En 1846, 1850, 1851, 1866 et 1891, Villegailhenc renouvelle ses requêtes devant le tribunal de première instance de Carcassonne. A chaque fois, les juges sont obligés de prendre en considération des pièces anciennes, remontant parfois au XIVe siècle, et de faire appel à des archivistes pour les transcrire et les traduire.
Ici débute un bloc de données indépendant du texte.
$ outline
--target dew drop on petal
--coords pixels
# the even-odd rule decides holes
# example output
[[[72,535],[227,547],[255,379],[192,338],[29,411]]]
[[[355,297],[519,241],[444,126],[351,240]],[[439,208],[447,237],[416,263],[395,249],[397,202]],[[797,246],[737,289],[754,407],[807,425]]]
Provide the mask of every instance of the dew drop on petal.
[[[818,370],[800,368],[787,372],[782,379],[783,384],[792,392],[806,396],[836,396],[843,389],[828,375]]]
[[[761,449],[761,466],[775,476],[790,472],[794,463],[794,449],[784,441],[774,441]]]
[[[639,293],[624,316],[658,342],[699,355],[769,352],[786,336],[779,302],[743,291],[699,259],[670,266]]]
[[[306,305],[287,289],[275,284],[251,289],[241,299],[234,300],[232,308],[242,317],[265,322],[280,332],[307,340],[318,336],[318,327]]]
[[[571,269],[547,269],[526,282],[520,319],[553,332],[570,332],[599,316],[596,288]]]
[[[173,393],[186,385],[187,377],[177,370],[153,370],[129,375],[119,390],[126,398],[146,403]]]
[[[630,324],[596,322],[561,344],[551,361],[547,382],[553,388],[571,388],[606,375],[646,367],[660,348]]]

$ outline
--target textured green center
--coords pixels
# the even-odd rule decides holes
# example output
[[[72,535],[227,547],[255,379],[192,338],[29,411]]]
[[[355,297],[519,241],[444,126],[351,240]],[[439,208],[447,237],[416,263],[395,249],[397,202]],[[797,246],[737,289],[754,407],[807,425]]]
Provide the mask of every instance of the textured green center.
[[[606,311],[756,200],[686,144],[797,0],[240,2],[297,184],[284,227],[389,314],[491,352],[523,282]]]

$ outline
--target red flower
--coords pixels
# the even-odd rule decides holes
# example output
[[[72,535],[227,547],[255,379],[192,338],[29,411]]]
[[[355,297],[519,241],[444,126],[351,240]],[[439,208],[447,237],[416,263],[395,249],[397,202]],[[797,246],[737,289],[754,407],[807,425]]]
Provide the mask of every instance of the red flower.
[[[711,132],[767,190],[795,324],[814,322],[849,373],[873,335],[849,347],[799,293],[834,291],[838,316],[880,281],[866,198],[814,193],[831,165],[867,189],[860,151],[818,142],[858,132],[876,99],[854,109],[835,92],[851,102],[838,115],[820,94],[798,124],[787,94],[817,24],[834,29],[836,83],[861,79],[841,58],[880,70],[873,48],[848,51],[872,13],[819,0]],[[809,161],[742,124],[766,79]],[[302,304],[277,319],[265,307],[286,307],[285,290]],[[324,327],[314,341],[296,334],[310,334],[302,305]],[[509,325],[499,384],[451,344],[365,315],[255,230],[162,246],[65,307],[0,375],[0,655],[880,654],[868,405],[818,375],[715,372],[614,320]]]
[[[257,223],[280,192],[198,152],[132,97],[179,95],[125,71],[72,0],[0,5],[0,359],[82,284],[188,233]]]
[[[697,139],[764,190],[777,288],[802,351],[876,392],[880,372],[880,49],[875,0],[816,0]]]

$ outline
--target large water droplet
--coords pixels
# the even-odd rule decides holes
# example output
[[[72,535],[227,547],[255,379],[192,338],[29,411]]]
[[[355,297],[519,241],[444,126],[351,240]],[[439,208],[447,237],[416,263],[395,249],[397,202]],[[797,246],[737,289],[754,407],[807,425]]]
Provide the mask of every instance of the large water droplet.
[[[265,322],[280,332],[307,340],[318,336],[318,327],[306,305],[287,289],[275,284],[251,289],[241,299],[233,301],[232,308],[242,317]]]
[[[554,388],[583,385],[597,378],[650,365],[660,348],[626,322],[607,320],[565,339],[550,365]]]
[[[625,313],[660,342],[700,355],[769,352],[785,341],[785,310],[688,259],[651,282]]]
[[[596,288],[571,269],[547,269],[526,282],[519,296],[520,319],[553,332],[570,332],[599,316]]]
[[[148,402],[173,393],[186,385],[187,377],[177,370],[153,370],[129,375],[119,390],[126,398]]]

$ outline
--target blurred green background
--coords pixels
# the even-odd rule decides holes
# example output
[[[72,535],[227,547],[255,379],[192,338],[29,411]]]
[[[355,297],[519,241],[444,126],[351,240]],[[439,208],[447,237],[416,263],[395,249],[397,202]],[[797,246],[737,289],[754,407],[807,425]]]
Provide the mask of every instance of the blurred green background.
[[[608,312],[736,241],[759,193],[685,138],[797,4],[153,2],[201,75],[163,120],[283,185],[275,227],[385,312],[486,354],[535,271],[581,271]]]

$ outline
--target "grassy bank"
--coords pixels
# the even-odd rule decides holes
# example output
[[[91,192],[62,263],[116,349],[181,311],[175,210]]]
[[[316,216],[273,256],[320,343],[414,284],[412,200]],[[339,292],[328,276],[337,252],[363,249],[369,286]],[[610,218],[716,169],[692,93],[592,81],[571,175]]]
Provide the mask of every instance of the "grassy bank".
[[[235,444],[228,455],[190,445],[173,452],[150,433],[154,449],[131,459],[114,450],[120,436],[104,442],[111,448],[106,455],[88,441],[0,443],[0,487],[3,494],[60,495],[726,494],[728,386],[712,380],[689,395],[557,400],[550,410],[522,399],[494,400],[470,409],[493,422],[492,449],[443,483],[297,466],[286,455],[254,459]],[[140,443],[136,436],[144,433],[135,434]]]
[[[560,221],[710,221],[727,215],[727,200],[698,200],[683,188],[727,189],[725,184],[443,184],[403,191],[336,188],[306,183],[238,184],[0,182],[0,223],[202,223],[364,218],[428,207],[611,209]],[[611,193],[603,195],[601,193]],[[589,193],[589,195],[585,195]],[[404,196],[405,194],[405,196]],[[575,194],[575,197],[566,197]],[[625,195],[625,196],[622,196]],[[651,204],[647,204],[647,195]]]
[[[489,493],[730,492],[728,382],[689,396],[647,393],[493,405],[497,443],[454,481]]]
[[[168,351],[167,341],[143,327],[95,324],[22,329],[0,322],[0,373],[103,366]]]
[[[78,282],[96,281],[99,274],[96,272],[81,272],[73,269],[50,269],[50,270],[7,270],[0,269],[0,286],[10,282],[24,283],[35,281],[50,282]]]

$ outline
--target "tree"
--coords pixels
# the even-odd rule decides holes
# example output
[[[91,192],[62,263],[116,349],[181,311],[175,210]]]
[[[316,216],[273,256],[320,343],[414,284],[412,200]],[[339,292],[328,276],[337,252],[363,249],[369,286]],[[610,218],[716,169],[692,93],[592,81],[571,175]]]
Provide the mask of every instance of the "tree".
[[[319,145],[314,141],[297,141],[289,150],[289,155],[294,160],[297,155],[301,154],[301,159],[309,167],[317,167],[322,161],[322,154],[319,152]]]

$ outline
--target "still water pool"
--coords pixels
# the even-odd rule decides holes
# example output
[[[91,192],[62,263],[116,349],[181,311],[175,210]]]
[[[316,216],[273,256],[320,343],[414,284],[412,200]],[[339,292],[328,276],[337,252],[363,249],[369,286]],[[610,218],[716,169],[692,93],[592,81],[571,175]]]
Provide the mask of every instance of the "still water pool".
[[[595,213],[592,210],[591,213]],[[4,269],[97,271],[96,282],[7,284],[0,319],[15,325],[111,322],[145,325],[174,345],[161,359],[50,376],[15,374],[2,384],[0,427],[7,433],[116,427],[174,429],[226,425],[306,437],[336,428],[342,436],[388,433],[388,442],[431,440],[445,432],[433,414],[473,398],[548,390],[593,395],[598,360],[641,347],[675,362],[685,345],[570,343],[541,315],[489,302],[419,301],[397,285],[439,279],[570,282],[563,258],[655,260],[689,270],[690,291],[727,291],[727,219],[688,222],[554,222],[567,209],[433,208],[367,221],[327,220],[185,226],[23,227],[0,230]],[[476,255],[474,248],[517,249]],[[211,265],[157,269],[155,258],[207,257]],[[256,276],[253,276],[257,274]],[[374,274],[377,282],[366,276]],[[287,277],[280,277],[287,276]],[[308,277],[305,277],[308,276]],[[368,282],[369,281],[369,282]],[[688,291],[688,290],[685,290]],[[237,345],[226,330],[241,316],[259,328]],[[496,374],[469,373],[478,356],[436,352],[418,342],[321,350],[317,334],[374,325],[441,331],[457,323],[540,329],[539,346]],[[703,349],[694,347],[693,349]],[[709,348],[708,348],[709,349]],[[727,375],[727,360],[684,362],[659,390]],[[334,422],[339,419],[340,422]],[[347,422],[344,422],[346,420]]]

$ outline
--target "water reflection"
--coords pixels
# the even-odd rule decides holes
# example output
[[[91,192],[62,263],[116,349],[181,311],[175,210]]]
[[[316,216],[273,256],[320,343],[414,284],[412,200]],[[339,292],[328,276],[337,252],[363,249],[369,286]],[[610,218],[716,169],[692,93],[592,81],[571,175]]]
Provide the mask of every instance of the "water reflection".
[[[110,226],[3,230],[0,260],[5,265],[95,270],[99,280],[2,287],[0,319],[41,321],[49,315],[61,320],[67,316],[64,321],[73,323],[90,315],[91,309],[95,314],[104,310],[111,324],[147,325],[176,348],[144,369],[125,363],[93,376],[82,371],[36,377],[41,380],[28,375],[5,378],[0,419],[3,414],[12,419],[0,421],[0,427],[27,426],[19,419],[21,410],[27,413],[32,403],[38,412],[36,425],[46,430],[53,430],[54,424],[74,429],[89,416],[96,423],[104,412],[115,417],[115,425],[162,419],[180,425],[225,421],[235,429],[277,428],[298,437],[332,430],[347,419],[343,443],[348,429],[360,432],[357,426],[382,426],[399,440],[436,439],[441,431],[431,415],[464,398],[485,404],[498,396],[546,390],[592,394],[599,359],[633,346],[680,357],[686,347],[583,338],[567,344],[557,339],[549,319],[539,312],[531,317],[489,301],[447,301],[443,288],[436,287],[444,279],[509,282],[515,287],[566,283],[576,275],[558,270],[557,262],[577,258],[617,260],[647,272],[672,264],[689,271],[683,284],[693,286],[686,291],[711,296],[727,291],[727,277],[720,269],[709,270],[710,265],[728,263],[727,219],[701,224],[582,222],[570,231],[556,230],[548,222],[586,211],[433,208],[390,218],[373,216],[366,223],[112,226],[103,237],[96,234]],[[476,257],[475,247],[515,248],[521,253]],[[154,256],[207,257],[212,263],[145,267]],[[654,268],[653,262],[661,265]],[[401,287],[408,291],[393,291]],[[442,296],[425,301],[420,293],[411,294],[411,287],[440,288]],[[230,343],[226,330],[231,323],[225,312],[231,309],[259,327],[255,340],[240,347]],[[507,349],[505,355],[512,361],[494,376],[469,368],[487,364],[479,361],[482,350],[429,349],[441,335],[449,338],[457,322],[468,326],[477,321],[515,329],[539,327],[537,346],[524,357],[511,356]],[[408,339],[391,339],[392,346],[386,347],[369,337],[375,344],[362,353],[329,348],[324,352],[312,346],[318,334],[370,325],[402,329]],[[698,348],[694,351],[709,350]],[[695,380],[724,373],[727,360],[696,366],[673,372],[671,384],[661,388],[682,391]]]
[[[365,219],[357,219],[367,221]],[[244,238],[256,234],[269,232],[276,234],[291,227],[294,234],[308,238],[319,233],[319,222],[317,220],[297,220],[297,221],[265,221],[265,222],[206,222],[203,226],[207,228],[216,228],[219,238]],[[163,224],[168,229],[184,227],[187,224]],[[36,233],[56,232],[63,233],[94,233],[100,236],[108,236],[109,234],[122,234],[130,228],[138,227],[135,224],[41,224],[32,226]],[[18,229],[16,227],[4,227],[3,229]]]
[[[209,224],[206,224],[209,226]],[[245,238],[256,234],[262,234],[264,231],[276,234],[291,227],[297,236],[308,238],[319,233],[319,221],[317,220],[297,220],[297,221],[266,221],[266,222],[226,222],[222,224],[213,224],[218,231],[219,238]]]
A chaque fois, les procédures traînent en longueur pour aboutir le plus souvent à un statu quo, révélateur de l’embarras des juges à trancher sur le fonds. Dans les années 1990 encore, un contentieux entre deux sociétés de chasse ravive les braises et fait craindre une reprise des procès. On ressort, une fois de plus, le vieil accord de 1352, sur la base duquel chaque partie réaffirme ses prétentions et son bon droit.
 

Après plus de 700 ans de disputes, le vieux territoire, partagé de fait depuis longtemps, demeure donc un éternel enjeu et sujet de contestation. Transformé, reboisé, planté partiellement de vignes, abandonné par les moutons, il n’en constitue pas moins le cadre permanent d’une querelle de clochers qui refuse de s’éteindre.

Bibliographie


Capéra (Jean-Claude) et Marquié (Claude), « Les garrigues de Conques de la Préhistoire à la Révolution », Bulletin de la Société d’études scientifiques de l’Aude, tome 106, 2006, p. 153-164.
Capéra (Jean-Claude) et Marquié (Claude), « Les garrigues de Conques depuis la Révolution de 1789 », Bulletin de la Société d’études scientifiques de l’Aude, tome 107, 2007, p. 135-147.
Pébernard (Denis), Histoire de Conques-sur-Orbiel…, 1899, 314 p.